Context
Follow-up to closed predecessor #10224 (which established the coarse-grained .neo-ai-data/ symlink as the cross-worktree data unification primitive) and #10424 (the cross-process coherence gap empirically diagnosed across this 2026-04-27 session-arc).
bootstrapWorktree.mjs --link-data currently symlinks the entire .neo-ai-data/ directory atomically. With --force, it fs.rms the existing dir recursively before symlinking.

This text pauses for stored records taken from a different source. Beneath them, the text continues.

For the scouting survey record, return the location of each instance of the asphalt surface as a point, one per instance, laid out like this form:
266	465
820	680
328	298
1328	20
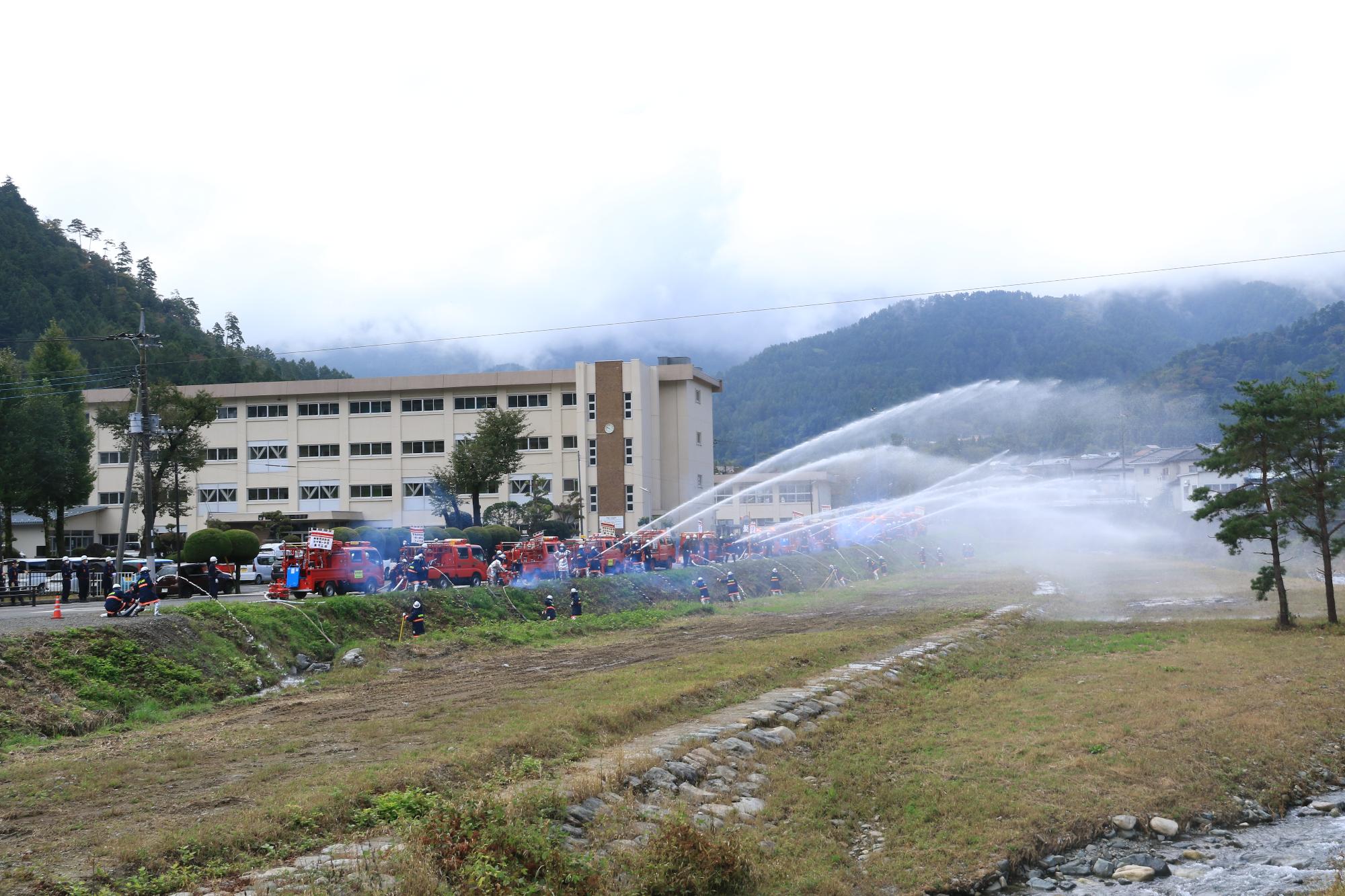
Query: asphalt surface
14	619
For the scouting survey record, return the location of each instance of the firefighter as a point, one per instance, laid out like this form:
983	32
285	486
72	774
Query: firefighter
145	592
420	572
213	577
68	573
83	577
416	615
116	603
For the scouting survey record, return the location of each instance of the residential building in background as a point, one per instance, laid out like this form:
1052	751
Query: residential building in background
633	440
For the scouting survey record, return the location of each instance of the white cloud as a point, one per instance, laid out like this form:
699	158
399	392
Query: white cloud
349	173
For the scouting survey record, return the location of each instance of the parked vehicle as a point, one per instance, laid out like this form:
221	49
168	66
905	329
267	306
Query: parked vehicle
190	580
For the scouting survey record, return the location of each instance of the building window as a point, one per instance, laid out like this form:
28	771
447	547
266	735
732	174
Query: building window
535	443
430	447
371	448
256	412
372	407
79	540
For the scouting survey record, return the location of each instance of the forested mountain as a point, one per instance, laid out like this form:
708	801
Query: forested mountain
92	288
1316	342
794	391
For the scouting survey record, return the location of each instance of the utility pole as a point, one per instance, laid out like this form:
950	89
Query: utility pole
138	435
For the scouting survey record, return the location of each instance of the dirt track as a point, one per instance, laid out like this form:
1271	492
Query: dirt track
171	776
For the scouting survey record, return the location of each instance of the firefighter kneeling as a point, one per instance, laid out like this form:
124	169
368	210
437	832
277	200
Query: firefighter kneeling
416	615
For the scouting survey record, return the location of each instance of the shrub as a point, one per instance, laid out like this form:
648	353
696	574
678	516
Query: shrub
205	544
243	545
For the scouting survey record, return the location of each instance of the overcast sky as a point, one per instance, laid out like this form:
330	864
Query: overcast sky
350	173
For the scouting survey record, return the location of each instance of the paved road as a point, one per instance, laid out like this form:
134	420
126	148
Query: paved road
14	619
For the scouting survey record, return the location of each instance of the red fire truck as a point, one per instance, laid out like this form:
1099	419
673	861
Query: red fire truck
453	561
348	565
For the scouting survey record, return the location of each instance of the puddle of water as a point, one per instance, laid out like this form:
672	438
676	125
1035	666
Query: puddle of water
286	681
1295	854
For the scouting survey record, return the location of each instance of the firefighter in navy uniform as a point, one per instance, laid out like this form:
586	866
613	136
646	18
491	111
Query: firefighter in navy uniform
416	616
420	572
213	577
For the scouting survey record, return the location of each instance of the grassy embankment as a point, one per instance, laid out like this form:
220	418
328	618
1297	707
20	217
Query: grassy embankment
80	680
274	778
1031	743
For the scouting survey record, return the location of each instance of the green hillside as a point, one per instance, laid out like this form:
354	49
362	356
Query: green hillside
796	391
46	275
1316	342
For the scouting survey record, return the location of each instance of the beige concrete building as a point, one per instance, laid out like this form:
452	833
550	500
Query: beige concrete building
631	439
798	495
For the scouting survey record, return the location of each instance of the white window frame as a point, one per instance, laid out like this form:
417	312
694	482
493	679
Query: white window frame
420	447
408	405
275	456
272	412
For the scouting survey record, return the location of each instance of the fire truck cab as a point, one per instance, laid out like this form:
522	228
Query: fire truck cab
349	565
453	561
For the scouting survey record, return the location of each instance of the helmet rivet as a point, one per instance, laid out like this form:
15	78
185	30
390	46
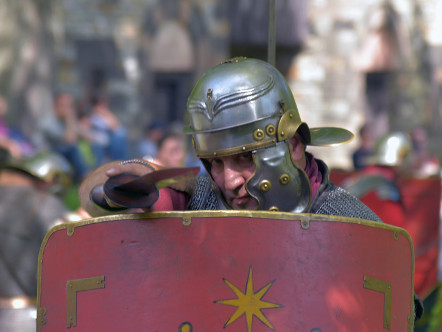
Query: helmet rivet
265	185
258	135
284	179
270	130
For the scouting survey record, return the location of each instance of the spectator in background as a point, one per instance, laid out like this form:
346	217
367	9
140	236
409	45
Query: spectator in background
107	136
171	150
12	144
380	59
62	132
423	163
365	148
147	147
174	31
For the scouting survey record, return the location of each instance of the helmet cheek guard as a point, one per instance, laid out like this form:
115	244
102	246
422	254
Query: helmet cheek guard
245	105
278	184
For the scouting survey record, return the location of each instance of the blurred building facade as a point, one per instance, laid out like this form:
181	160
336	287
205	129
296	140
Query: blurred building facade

This works for a fresh worktree but breaks for any worktree that:
- Has the git-tracked
.neo-ai-data/concepts/ directory present (every worktree, since it's tracked) → the symlink hides the worktree's own tracked files behind canonical's
- Has been previously fixed via
unlink + git checkout to restore concepts/ → the data-link is now broken (regular dirs for sqlite/, chroma/ instead of symlinks), causing cross-process coherence drift between MCP servers and the bridge daemon
This session-arc was the empirical anchor: my MCP server's list_messages repeatedly missed messages from @neo-gemini-3-1-pro that raw SQL on canonical confirmed existed; bridge daemon delivered to phantom WAKE_SUB IDs that no MCP-server view contained.
The Problem
The .gitignore boundary inside .neo-ai-data/:
.neo-ai-data
!.neo-ai-data/concepts/
Everything under .neo-ai-data/ is gitignored EXCEPT concepts/ which IS tracked. The bootstrap's all-or-nothing symlink can't honor this distinction:
- All-symlink → tracked
concepts/ becomes invisible (replaced by canonical's view)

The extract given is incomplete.